Looking back at my records, I find that two fasts a week seems more sustainable, so this is more a personal challenge than anything else.

*More like 40ish, but it’s always at least 36


(KCKO, KCFO) #25

Dang, I missed that bit about the protein. I just got myself to doing black coffee/water only IFing. Guess I will have work a little harder if I want some strict autophagy.

My plan to do ADF got broken, so it is OMAD instead. Appling the “Any fast is a good one” rule and moving on with life.


(Bob M) #26

I think two 36 hour fasts a week is plenty. I know that Dr. Fung’s group advocates three per week, but I personally think that’s crazy. And I’d really like to see a study of these people’s basal metabolic rate over time. With 3x36 or 3x42 fasts per week, I don’t think it’s possible to feast enough to where you don’t get a BMR slowdown.


(back and doublin' down) #27

I’m at 39 and feeling so good I may just cruise all the way to evening and only do one meal today, maybe eat tomorrow too and then do another longer rather than 3 42hr fasts this week. Some of that “change it up” thinking. I am fasting for weight loss and it’d be easy to get carried away maybe…

…and this is where I fear getting carried away. Yet, I’ve heard it said that fasting isn’t the cause of BMR slowdown as much as deficient eating and I am quite good at Feasting! Maybe it really does depend on one’s body composition and more. I’ve got plenty of fat for my body to feast on when I’m not feasting myself.


(Bob M) #28

Dr. Fung and his group could be totally correct. It’s just that when I try to do even 2x36/week, I can’t do it. I can’t eat enough in half a day to not begin to get really cold, so cold I have to stop fasting. I’m trying a 4.5 day fast this week, but that’s only because I did not do that much work around the house this past weekend, and did not exercise as much as I normally do and ate more than I normally would.

However, I’m also down 60+ pounds from where I started. And when I started fasting (about 30+ pounds ago), I was able to do more fasting. Now, I have a harder time.

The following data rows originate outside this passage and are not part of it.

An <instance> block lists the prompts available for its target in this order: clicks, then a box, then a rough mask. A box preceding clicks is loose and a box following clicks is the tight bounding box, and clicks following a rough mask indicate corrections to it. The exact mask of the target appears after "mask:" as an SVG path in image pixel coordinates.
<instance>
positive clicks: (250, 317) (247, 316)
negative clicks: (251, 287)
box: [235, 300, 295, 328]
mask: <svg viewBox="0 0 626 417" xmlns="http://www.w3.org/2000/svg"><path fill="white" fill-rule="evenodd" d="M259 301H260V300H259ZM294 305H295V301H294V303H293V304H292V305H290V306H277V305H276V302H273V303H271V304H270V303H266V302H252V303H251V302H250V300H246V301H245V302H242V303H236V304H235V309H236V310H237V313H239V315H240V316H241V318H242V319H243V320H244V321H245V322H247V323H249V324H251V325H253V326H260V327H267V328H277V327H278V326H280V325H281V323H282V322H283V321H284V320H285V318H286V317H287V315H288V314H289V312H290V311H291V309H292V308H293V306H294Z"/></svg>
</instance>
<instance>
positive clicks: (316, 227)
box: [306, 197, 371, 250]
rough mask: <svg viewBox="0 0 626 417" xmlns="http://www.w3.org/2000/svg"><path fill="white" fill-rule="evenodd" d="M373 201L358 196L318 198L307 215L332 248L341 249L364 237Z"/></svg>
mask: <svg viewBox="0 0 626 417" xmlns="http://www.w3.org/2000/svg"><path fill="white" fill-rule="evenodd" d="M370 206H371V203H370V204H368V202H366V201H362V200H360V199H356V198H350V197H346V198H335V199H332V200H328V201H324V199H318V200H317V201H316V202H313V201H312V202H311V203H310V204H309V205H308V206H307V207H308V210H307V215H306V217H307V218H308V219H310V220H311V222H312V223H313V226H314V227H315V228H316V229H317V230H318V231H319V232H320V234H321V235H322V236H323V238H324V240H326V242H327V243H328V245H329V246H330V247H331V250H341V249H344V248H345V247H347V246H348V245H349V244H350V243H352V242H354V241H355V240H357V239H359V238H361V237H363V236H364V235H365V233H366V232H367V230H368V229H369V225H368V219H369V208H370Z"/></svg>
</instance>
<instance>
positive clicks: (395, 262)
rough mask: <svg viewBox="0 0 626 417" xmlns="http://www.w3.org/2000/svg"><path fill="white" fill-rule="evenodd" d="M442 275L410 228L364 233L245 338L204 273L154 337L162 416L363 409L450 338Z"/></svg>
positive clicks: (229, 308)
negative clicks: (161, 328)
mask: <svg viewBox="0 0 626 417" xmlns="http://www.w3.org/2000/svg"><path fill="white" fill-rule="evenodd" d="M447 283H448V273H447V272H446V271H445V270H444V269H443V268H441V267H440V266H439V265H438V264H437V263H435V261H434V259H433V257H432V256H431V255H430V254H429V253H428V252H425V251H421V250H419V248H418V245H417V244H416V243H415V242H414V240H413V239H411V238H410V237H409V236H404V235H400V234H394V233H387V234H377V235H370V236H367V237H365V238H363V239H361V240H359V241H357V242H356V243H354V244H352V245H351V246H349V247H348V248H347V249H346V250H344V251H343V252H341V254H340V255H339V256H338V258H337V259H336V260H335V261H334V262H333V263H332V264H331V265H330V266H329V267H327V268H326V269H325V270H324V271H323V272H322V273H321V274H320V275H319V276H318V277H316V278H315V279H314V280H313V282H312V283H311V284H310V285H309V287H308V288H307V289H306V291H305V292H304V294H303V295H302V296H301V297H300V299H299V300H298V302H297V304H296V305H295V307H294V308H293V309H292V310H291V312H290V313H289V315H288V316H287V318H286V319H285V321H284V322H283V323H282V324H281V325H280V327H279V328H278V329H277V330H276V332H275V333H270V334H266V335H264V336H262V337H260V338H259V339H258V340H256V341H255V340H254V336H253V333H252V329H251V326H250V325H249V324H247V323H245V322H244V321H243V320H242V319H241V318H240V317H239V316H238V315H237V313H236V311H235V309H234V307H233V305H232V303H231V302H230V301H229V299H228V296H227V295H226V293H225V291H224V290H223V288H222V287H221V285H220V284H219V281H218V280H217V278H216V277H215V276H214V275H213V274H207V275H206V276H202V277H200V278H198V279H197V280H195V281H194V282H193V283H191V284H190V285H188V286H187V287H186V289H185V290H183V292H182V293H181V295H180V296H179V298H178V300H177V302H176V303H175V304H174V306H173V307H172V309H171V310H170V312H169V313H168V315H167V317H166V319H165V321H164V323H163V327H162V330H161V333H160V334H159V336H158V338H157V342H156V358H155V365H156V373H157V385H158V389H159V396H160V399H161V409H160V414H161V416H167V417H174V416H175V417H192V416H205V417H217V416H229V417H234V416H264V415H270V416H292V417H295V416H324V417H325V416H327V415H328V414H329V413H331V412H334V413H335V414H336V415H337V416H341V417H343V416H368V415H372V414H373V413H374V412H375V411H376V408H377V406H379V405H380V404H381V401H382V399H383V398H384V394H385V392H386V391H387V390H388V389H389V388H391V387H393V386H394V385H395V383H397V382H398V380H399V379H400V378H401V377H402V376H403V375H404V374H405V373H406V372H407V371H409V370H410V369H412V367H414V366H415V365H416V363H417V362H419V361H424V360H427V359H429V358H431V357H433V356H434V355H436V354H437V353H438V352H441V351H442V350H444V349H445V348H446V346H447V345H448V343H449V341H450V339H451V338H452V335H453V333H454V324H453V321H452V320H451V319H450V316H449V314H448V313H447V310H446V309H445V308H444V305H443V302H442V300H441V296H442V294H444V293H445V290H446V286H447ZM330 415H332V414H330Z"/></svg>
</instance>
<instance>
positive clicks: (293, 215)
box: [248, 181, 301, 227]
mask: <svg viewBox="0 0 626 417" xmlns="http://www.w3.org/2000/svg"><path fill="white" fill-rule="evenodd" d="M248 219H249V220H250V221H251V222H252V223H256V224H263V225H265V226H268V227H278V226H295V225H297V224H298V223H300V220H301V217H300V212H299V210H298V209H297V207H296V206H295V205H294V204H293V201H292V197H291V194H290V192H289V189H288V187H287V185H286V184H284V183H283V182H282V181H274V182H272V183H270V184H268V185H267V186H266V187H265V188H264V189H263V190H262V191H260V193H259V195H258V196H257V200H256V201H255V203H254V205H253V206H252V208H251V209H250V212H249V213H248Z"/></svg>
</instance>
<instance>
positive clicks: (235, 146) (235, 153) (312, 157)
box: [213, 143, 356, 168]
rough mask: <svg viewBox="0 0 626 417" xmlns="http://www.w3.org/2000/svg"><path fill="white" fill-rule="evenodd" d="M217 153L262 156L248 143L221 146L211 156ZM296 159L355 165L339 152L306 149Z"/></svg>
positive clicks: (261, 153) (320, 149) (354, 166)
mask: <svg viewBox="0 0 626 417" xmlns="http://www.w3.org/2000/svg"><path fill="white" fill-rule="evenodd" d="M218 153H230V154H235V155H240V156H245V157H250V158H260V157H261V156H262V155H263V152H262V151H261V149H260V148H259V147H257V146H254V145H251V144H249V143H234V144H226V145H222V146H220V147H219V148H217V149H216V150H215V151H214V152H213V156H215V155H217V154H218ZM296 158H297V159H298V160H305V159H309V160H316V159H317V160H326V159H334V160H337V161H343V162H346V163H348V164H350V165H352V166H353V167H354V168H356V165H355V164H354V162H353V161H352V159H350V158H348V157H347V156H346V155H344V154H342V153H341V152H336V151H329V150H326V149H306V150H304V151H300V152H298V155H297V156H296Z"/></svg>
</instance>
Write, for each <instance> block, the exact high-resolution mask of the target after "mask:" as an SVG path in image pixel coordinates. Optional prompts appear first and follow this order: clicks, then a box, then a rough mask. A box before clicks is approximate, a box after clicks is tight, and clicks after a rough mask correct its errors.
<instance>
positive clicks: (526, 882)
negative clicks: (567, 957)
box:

To me, getting cold is an indication of BMR slow down, though I could be wrong.


(Justin Jordan) #29

I go through periods where I track my food intake (with the caveat that fuzziness is built into any tracking) and as far as I can tell, fasting and caloric restriction don’t appear to have much affect on the calories I’m burning beyond what you’d expect from the actual weight loss.

I’m fairly confident about the calorie restriction part, the fasting part is less robust. But that’s an N=1 kind of thing. I have a suspicion people worry about metabolic slowdown more than is usually warranted, but then…I would.


(back and doublin' down) #30

I’m pretty sure my years of yo-yo dieting destroyed my metabolism. And hopeful that the feasting/fasting thing is gradually rebuilding metabolic flexibility. If my summer experience is any indication, it’s working. There were carby weekends, carby meals out, some sugars, but no gains. And the body kept reshaping. Now that my hiking/backpacking season is over, less activity, so back to a stricter keto/fasting routine that is moving the scale down again as well.

Decided to keep fasting. I’d have to drive home (albeit only 4 min away) and cook something, or I can stay here and work on documentation and stay busy. I’ll eat well tonight, maybe tomorrow too, and then fast Thursday into Friday evening again. Feels both doable and different enough to convince myself I’m ‘shaking it up.’